Safeguarding your legacy for your children

26 March 2024 816
For any parent, the question of how to protect and provide for their children after their passing is a burning concern that arises long before the first child is born. In this article, we explore how parents can safeguard their legacy for their children.

Understanding legal considerations for minor beneficiaries
In South Africa, children under the age of 18 are considered minors and do not have the legal capacity to enter into agreements or contracts without the assistance of a legal guardian. This also impacts their ability to inherit directly. If you plan on leaving assets to a minor child, their inability to inherit directly may pose challenges, as section 43(2)(a) of the Administration of Estates Act 66 of 1965 ("Act") determines that no sum of money shall be paid to any guardian. Upon your passing, any money bequeathed to your minor child will be managed by the Guardian’s Fund as overseen by the Master of the High Court. 

Challenges with inheriting assets: the impact on minor children
This is not ideal as accessing funds from the Guardian’s Fund can be a lengthy process, potentially causing delays in meeting essential expenses of the minor child such as school fees, clothing and other necessities. Additionally, the investment growth in the Guardian’s Fund tends to be below conservative, negatively impacting the assets' growth potential over time.

It is important to note that the above provisions about the Guardians Fund only apply in instances where minor beneficiaries are entitled to receive monetary funds as an inheritance. In terms of Section 43(1) of the Act, any movable assets including furniture, personal effects or motor vehicles which a minor child is entitled to receive may be handed to such minor child’s natural guardian until the child reaches the age of majority. Immovable property left to a minor child will be registered under their name but will also be managed by their legal guardian until they reach the age of 18.

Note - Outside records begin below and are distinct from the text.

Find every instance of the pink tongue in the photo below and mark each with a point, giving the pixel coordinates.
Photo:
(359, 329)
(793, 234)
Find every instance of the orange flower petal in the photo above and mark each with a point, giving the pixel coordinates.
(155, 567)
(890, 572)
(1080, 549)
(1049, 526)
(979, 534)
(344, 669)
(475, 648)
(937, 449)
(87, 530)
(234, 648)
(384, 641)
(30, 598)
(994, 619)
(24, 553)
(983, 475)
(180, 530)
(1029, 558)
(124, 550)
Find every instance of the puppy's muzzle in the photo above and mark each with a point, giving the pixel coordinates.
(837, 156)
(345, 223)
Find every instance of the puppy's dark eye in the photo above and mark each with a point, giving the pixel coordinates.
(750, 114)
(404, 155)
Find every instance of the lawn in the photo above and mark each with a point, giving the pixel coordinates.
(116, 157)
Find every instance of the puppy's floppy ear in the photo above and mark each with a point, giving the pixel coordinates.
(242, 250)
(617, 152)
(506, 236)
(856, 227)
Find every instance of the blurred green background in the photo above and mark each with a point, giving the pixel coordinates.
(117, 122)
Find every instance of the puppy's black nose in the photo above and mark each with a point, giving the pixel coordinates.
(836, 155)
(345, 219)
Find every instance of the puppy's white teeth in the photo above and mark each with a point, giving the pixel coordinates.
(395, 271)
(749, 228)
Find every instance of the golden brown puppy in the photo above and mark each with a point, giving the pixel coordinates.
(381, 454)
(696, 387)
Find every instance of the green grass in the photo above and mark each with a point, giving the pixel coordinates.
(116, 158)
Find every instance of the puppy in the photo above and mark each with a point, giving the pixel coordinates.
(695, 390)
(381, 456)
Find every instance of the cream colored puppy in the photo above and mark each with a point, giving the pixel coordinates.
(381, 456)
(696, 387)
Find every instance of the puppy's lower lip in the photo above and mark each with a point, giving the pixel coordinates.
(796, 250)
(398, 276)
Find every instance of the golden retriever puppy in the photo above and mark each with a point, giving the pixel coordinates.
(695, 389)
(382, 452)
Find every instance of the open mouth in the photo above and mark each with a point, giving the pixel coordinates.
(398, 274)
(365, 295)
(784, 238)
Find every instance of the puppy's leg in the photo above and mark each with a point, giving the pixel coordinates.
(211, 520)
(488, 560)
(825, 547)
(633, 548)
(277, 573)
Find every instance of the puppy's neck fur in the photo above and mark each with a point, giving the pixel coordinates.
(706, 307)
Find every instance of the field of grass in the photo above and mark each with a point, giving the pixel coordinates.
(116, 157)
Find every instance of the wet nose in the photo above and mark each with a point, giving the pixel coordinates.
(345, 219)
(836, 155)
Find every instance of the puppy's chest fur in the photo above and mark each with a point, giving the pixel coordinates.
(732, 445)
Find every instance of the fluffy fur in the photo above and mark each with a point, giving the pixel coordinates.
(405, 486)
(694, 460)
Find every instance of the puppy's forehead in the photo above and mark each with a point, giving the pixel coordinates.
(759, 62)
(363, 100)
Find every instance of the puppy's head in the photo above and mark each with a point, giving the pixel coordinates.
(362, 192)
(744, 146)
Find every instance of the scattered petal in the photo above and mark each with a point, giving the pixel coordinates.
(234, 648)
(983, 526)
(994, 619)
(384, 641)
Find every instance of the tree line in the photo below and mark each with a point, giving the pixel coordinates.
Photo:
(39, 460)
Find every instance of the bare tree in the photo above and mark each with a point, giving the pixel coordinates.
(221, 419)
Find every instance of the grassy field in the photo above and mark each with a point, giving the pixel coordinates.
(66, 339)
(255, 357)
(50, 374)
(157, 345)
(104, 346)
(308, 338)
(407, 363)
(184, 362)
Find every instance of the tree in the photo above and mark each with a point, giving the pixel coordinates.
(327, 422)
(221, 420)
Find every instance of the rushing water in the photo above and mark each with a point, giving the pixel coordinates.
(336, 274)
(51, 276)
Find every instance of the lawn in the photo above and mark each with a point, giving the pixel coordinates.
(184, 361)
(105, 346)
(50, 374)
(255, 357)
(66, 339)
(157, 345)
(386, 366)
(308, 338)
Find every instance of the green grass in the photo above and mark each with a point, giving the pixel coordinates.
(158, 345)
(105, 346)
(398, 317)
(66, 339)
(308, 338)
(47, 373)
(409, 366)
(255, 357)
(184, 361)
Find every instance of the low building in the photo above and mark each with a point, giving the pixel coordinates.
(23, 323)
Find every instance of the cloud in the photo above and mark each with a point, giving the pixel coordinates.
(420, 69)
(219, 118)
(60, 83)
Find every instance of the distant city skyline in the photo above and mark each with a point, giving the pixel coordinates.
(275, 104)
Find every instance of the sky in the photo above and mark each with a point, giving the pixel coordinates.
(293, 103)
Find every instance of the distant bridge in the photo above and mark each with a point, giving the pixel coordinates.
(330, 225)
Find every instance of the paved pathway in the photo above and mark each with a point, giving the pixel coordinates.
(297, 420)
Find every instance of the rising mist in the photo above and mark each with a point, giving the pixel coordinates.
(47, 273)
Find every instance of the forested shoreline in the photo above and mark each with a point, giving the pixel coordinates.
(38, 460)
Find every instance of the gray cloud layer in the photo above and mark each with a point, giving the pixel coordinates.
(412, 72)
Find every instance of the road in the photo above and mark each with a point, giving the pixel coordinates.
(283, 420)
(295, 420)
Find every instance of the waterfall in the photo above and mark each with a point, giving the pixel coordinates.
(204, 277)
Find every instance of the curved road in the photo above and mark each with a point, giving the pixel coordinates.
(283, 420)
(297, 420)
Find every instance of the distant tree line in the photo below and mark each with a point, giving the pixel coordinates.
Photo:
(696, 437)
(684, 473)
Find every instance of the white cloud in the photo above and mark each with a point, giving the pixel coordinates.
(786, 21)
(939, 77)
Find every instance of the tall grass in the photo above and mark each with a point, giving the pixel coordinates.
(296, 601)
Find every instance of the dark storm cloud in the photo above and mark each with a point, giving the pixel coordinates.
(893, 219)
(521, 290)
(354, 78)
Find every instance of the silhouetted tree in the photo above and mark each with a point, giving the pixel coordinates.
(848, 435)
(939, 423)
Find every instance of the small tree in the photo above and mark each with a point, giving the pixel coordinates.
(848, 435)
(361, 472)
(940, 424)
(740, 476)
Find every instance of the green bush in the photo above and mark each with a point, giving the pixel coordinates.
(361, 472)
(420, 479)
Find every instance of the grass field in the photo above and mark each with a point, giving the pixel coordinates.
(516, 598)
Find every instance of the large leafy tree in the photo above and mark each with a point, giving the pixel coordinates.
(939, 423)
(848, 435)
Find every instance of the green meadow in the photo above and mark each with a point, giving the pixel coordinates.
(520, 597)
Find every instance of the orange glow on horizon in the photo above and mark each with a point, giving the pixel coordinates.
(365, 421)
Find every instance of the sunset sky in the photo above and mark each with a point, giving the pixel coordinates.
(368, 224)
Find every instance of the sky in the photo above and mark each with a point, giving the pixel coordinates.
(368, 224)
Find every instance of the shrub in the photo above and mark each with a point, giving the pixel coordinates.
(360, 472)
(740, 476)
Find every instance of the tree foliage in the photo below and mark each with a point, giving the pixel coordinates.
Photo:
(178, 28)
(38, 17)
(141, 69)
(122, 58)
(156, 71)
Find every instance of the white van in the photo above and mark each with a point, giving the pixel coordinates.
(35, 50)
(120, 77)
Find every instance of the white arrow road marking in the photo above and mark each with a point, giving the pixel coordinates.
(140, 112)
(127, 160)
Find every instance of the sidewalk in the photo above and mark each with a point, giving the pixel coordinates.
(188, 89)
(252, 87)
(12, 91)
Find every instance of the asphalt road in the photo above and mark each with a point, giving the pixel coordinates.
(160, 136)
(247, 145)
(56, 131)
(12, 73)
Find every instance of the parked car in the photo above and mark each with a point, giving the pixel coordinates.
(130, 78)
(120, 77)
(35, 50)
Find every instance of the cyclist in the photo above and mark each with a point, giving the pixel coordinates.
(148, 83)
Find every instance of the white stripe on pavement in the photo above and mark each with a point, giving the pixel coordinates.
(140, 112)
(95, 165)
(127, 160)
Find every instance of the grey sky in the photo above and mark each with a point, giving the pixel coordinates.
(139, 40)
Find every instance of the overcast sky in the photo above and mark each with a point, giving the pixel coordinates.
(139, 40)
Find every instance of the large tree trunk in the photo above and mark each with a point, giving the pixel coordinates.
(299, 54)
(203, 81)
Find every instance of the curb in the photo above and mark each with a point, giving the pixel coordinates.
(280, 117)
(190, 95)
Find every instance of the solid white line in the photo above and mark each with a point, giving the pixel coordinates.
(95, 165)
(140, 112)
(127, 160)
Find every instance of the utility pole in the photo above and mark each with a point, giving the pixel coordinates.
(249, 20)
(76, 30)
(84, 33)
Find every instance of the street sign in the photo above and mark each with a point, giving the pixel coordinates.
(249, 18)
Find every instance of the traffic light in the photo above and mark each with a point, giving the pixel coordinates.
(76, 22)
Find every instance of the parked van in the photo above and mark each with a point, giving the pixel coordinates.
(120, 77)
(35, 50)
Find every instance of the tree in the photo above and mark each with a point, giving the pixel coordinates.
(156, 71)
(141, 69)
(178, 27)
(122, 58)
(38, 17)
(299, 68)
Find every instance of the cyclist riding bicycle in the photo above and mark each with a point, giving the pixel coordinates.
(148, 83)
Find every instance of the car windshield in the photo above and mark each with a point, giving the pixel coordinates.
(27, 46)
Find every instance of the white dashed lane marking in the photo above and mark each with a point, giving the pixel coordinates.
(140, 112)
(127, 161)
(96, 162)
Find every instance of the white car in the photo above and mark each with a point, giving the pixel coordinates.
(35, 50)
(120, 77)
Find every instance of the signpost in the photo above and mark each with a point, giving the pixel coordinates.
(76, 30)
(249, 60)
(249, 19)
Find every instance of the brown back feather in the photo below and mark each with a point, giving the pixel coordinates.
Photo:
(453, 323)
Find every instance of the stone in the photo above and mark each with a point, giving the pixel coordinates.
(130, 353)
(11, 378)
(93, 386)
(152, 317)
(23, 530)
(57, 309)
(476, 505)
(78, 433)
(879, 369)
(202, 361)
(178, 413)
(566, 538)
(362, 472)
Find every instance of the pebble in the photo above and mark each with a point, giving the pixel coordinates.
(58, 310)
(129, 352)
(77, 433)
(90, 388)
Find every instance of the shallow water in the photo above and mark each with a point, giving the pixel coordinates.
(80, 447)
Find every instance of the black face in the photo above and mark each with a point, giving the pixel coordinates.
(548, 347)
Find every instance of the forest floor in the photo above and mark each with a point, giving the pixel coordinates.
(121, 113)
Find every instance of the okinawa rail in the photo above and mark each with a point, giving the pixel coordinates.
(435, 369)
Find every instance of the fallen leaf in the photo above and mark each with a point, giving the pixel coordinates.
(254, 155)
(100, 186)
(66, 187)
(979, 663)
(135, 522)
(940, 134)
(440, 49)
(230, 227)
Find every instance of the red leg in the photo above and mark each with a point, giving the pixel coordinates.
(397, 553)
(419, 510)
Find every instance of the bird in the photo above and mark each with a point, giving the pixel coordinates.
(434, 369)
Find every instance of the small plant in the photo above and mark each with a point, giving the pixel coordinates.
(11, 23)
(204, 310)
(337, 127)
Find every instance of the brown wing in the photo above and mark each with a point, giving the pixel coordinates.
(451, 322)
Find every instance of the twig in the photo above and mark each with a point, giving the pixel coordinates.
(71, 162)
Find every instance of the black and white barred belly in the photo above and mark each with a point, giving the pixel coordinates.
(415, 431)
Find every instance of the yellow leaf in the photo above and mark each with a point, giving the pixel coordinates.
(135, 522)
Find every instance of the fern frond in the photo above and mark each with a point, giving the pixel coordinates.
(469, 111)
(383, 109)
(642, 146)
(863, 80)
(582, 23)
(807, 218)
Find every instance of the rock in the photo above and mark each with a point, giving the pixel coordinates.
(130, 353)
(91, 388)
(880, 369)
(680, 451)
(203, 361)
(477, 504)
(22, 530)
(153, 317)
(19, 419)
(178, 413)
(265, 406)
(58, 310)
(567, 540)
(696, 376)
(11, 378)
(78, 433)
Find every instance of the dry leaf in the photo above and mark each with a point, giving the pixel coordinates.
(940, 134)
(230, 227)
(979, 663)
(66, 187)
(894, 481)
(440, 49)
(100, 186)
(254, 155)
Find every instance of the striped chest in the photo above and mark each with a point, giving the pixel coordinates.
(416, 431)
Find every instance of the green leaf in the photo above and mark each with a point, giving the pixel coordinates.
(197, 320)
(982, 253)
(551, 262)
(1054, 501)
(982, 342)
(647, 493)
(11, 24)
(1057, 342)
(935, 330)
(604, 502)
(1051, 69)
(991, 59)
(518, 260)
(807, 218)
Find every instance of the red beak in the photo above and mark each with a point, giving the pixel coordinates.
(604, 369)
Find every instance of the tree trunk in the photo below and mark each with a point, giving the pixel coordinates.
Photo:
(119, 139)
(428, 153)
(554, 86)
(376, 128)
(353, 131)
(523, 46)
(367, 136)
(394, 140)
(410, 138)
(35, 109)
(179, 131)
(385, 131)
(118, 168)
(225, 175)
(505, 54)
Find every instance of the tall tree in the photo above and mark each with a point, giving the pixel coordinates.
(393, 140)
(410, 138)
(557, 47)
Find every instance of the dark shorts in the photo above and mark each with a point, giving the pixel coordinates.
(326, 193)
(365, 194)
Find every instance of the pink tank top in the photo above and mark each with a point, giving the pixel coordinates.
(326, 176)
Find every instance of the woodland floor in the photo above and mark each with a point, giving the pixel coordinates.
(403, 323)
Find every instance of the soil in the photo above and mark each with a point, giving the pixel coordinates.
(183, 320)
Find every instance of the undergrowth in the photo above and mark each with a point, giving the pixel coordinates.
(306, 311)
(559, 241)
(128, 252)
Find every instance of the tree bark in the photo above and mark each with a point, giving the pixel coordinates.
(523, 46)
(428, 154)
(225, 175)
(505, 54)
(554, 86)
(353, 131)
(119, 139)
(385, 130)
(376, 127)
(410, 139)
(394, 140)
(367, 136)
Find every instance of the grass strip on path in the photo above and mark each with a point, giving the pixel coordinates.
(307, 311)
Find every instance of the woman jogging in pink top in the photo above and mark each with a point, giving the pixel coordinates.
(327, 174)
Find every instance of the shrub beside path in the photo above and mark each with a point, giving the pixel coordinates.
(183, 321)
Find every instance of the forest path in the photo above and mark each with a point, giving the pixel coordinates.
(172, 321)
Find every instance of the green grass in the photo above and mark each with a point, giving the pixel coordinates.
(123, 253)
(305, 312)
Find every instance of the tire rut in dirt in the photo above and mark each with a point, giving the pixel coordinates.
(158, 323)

Leveraging trusts: ensuring timely access to inherited funds
The most effective strategies to prevent a cash inheritance due to a minor child from being paid to the Guardian’s Fund is by bequeathing such inheritances to an existing inter vivos trust (a trust that is registered during the founder’s life) or to a testamentary trust (a trust that comes into existence after the date of your death). This will safeguard the inheritance of a beneficiary in the same way that the Guardian’s Fund is supposed to, however, the beneficiaries and guardians will be able to access the inheritance through simpler, and more timely means, in consultation with the trustees.

It may also make sense to utilise an existing family trust as part of your legacy plan and to bequeath your assets to such an existing trust of whom your children are the beneficiaries. It is important to note that the trust instrument must allow for the trustees of that trust to accept such bequests. The trust will then receive the assets during the administration of your deceased estate and the trustees of the trust will be able to administer such as part of the trust fund under the provisions of the trust instrument for the benefit of the trust beneficiaries.

The benefit of utilising an existing trust or a testamentary trust to safeguard monetary funds to be paid to minor children, as opposed to bequeathing all funds to a specific individual (including a spouse), is that you can ensure that the funds will be utilised solely for the maintenance, upbringing and welfare of the children, as specified in the relevant trust instrument ie. the trust deed in respect of an existing trust or your will in respect of a testamentary trust. It is crucial to realise that even where funds are bequeathed to an adult with a direct request to him or her to utilise these funds for the benefit of minor children, this cannot be controlled or enforced at a later stage, as the heir is entitled to dispose of their inheritance in any manner, they deem fit. By creating a testamentary trust or bequeathing your assets to an existing trust, such assets will then be protected and managed by the named trustees and not by the Guardian’s Fund.

The role of trustees in safeguarding inherited assets
A testator can nominate individuals who he or she deems trustworthy and reliable to act as trustees and which trustees should ensure that the trust funds are strictly utilised according to the provisions of the trust instrument. It is also advisable to designate an impartial and independent trustee to effectively serve as a safeguard against conflicts of interest and be better equipped to make unbiased judgments. This means that all monetary funds paid to the trust are safeguarded and used solely in the interests of the minor children who are beneficiaries of the trust.

It remains important to consult with your estate planner or advisor regarding your legacy needs and to ensure that you choose the correct option for the safeguarding of the interests of your children after your passing as a lack of planning or poor advice can have dramatic consequences for your loved ones. 

Disclaimer: This article is the personal opinion/view of the author(s) and is not necessarily that of the firm. The content is provided for information only and should not be seen as an exact or complete exposition of the law. Accordingly, no reliance should be placed on the content for any reason whatsoever and no action should be taken on the basis thereof unless its application and accuracy have been confirmed by a legal advisor. The firm and author(s) cannot be held liable for any prejudice or damage resulting from action taken on the basis of this content without further written confirmation by the author(s).